Shardul Amarchand Mangaldas & Co has advised ITC Hotels on its acquisition of 100 percent of the issued and paid-up share capital of Zuri Hotels and Resorts, which owns and operates ‘The Zuri Kumarakom, Kerala Resort & Spa’, a luxury resort situated along the banks of Vembanad Lake in Kerala. Partners Rudra Kumar Pandey and Rohan Jain, supported by partners Mrinal Kumar, Shrutikirti Kumar and Kriti Kaushik, led the firm’s team in the transaction.
Skadden has advised Barclays Bank, Citibank Europe, Daiwa Capital Markets Europe and JP Morgan Securities, as the underwriters, on the €2.5 billion (US$2.9b) offering of 3.125 percent government guaranteed bonds due 2031 by the Japan Bank for International Cooperation. The notes were listed in Luxembourg. Tokyo corporate partners Kenji Taneda and Ken Kiyota led the firm’s team in the transaction.
WongPartnership is acting for Keppel on the divestment of i12 Katong, a suburban retail mall in Singapore, to Altallo Holdings for approximately S$372.03 million (US$291.3m). The deal was structured as a share sale involving the sale of shares in the asset holding company, PRE 1 Investments, which holds the property indirectly through Katong Retail Trust.
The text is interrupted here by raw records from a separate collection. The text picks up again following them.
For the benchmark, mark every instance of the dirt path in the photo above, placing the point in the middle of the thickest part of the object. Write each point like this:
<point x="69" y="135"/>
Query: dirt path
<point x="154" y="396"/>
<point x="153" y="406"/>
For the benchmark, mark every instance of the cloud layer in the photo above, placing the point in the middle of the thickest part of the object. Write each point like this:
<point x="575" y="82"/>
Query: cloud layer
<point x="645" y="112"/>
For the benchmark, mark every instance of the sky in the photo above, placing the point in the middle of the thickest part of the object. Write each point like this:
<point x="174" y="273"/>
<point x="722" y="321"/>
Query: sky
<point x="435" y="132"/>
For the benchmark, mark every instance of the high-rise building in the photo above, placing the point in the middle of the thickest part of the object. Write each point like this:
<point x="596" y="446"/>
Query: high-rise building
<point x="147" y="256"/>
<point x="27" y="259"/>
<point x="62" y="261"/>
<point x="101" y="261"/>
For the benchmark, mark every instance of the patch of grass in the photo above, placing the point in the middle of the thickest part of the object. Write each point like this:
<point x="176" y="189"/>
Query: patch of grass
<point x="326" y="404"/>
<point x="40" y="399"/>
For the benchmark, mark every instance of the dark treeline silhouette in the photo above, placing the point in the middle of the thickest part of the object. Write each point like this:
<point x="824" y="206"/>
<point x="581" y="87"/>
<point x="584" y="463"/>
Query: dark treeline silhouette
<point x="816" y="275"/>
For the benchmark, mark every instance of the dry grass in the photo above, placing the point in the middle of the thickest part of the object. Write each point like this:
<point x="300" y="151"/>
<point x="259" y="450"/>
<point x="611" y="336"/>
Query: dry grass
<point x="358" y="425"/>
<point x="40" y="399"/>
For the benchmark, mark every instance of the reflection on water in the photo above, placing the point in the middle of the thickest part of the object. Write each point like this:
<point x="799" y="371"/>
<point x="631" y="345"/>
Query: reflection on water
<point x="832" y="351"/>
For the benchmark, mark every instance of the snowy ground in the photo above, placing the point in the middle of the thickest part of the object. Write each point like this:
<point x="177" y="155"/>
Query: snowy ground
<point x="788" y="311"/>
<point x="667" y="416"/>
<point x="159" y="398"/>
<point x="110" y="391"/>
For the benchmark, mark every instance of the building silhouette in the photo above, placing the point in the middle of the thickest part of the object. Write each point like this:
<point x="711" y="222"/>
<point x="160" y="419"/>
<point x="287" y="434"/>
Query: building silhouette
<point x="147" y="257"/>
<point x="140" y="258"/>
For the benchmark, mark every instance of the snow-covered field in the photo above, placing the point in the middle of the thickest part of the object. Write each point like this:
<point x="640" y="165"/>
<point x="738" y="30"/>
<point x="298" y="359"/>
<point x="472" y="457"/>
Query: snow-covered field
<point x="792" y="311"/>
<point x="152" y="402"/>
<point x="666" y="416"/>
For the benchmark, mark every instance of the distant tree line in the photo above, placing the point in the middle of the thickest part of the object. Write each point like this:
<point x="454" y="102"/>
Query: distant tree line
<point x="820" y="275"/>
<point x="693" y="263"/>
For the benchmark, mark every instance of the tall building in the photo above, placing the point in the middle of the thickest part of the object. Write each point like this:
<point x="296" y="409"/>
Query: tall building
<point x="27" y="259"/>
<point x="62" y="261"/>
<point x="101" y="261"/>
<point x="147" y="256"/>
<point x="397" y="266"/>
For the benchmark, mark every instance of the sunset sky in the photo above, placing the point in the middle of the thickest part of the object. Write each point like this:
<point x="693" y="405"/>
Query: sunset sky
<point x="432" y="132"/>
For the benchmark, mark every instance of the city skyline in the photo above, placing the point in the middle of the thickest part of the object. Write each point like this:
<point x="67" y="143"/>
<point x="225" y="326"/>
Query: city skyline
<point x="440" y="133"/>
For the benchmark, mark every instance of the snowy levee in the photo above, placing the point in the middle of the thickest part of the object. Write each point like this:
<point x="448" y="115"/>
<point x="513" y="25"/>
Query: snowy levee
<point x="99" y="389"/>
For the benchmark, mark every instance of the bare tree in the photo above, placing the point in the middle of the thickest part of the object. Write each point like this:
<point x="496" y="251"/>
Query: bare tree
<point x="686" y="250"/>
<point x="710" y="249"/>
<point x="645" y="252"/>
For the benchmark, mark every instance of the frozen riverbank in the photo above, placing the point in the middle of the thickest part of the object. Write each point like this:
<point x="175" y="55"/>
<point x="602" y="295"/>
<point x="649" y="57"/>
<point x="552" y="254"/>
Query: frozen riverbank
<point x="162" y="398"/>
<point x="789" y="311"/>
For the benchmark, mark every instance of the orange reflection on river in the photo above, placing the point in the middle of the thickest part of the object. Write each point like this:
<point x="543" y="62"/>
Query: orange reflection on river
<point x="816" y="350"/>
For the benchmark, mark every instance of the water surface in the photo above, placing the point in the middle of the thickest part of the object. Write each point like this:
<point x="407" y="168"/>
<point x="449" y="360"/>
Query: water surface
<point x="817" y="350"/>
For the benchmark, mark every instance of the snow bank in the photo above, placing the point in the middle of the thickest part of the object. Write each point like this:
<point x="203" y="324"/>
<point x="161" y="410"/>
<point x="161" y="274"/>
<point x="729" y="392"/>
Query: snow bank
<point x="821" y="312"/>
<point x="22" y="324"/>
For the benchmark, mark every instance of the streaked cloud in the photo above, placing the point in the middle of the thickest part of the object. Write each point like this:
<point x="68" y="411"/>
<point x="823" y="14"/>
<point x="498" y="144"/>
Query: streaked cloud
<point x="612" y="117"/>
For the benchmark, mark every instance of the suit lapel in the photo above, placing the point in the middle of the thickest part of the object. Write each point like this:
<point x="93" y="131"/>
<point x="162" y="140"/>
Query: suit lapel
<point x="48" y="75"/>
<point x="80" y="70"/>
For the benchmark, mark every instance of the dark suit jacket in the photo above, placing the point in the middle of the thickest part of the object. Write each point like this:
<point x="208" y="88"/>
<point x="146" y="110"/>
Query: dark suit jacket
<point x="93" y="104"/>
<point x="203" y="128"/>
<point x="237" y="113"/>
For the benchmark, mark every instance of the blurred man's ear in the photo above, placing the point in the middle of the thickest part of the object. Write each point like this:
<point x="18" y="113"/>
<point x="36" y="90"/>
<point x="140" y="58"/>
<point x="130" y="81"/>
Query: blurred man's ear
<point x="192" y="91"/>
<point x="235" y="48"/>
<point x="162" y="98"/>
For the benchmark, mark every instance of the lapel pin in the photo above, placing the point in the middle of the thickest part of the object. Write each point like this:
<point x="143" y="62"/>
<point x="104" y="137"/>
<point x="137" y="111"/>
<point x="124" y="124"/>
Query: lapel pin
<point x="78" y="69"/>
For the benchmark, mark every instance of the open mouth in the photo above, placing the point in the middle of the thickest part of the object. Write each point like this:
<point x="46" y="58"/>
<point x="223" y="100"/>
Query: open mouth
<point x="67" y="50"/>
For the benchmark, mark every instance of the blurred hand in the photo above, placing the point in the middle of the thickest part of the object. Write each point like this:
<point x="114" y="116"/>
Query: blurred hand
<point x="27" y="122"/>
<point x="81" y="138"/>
The purchaser will pay the total cash consideration over three tranches, comprising approximately S$30,000.00 (US$23,493.46) as consideration for the sale shares, and S$372 million (US$291m) for repayment of a loan extended to Katong Retail Trust by another Keppel subsidiary. Partners Tan Teck Howe and Sue-Ann Phay are leading the firm’s team in the transaction.
WongPartnership is also acting for charitable institution MILK (Mainly I Love Kids) Fund on a Memorandum of Understanding entered into with another charity, Epworth Community Services, for a collaboration supporting children aged five to 12 years from middle-to-lower-income families with emerging or mild-to-moderate special educational needs who attend mainstream schools. Partners Gavin Neo and Melanie Ho are leading the firm’s team on the matter.